Günümüzde üye sayısı 57’ye çıkmış bulunan teşkilat 13 Aralık Çarşamba günü İstanbul’da toplandı. Tıpkı 48 sene evvel olduğu gibi, Mescid-i Aksa yine onları harekete geçirici temel faktördü. Bu defa Mescid-i Aksa, Avustralyalı bir Evanjelik Hristiyan’ın saldırısına uğramak yerine, Amerika’da benzer inançtan mesihçi Hristiyanları tatmin etmeye çalışan bir Amerikan başkanınca tehdit edildi.
Zirve bir dizi hedefi başardı. Filistin devletinin başkenti olarak Doğu Kudüs’ü tanımak gibi bir tarihî karar almak suretiyle 57 ülkeyi, İsrail’in açıkça dillendirdiği Kudüs şehrini birleştirme niyetine karşı durur hale getirdi.
Bu adım, ağır bir diplomatik topun –İsrail ve ABD’nin irade ve isteğinden bağımsız şekilde– dünyada yuvarlanmaya başlamasını sağladı. Top, Asya’dan Latin Amerika ve Afrika’ya kadar her yere yuvarlanabilir. Bu durum diğer devletlerin büyükelçiliklerini sessiz sedasız Kudüs’e taşımalarını zorlaştıracaktır.
Bugün Amerikan Başkan Yardımcısı Mike Pence’in İsrail’e ziyaretini ertelemesi boşuna değil.
Bu zirve, 2011’den bu yana bölgeyi kasıp kavuran halk devrimi dalgası olan Arap Baharı ve [2014’ten itibaren de] Irak ile Suriye’de İslam Devleti’nin yönetimi[yle meşguliyet] yüzünden gündemden düşen Filistin’i bir kez daha İslam dünyasının merkezine yerleştirdi.
Ayrıca bu zirve, geçtiğimiz mayıs ayında Suudi Veliaht Prensi Muhammed bin Selman’ın Riyad’da Donald Trump onuruna düzenlediği konferansı da gözden düşürmüş oldu.
İslamcı aşırıcılık konusunda Müslüman liderlere nutuk atan bir Amerikan başkanının yerine bu defa Müslüman liderler Trump’a kendi fundamentalizmini anlatarak fırça çektiler.
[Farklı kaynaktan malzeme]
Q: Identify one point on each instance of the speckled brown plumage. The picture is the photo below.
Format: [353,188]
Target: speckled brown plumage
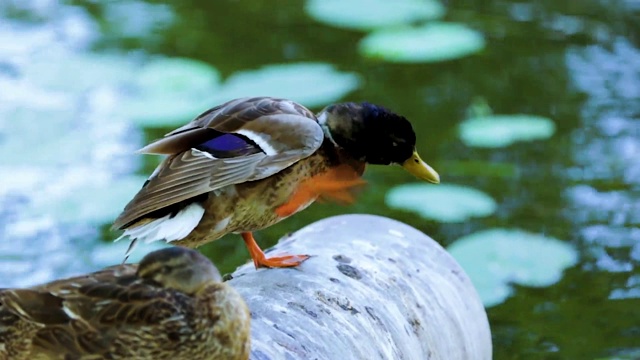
[172,306]
[249,163]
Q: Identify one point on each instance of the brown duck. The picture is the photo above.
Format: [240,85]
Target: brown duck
[172,305]
[250,163]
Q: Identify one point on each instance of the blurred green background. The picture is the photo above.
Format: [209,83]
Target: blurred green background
[528,110]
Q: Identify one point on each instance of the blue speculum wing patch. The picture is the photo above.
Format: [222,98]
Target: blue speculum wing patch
[229,145]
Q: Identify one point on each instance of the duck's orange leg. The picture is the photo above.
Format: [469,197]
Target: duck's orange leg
[337,185]
[260,260]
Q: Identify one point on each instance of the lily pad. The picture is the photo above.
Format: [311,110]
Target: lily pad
[445,203]
[371,14]
[311,84]
[494,258]
[494,131]
[171,91]
[429,43]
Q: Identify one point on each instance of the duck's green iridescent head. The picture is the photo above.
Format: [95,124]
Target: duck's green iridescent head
[377,136]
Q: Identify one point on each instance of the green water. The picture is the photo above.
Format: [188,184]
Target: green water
[576,63]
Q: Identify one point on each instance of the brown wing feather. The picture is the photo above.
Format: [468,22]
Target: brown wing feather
[83,315]
[293,134]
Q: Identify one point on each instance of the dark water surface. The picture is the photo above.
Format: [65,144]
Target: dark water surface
[577,63]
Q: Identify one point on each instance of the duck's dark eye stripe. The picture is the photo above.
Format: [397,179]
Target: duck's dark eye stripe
[229,145]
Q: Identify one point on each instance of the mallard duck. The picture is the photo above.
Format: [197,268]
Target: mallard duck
[172,305]
[252,162]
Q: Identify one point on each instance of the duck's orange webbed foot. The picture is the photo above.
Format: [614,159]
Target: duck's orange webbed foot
[337,185]
[260,260]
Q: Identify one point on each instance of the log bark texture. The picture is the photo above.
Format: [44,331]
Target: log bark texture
[375,288]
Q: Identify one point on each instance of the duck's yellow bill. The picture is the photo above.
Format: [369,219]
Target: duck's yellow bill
[421,169]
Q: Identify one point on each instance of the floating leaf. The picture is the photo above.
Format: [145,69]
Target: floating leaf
[371,14]
[311,84]
[171,91]
[429,43]
[136,19]
[446,203]
[495,257]
[496,131]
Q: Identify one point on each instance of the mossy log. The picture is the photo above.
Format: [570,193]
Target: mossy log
[374,288]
Gölgede bırakılmak üzere olduklarının farkına varan Suudiler paniklediler.
İstanbul’a alt seviyeden Evkaf Bakanı’nı yolladılar, kendi medya organlarında bu zirveye ilişkin tüm yayınları kestiler ve el-Cezire’nin Kudüs protestolarına ilişkin yayınlarının şiddete teşvik işlevi gördüğüne dair bir başka hikâyeyi devreye soktular.

Açık çek yok
Daha da önemlisi, Arap devletlerinin saflarını yeniden belirlemelerinin temellerini İstanbul’un atmasıydı. Bu zirve, Batı yanlısı iki kilit Arap liderin –Ürdün Kralı Abdullah ile Filistin Devlet Başkanı Mahmud Abbas’ın– Washington’daki geleneksel müttefiklerine karşı isyanını teşhir etti.
Kral Abdullah, İsrail’i tanıyan ikinci Arap ülkesinin lideriydi; Abbas ise ömrünü, artık son nefesini veren iki devletli çözümü müzakereye adamış Filistin’in lideriydi.
İstanbul’da yaşanacakların önemini fark eden Suudi Arabistan ve Mısır, Abdullah ile Abbas’ın zirveye gidişini durdurmak için var gücüyle uğraştı. Abdullah ve Abbas, basında da yer aldığı gibi, Kahire’ye acil bir toplantı için çağrıldı. Sadece Abbas davete icabet etti. Konuyu çok yakından bilen ve fakat adının yazılmasını istemeyen kaynaklardan aldığım bilgilere göre, Mısır Cumhurbaşkanı Abdülfettah es-Sisi, Filistin heyetinin İstanbul’a gitmemesi ve böylece konferansının önemini azaltması için Abbas’a baskı yaptı. İstanbul davetini geri çevirmesine yardımcı olmak için Abbas’ın felç geçirdiğine dair yalan haberler dahi yayıldı. Abbas bunu hiç dikkate almadı.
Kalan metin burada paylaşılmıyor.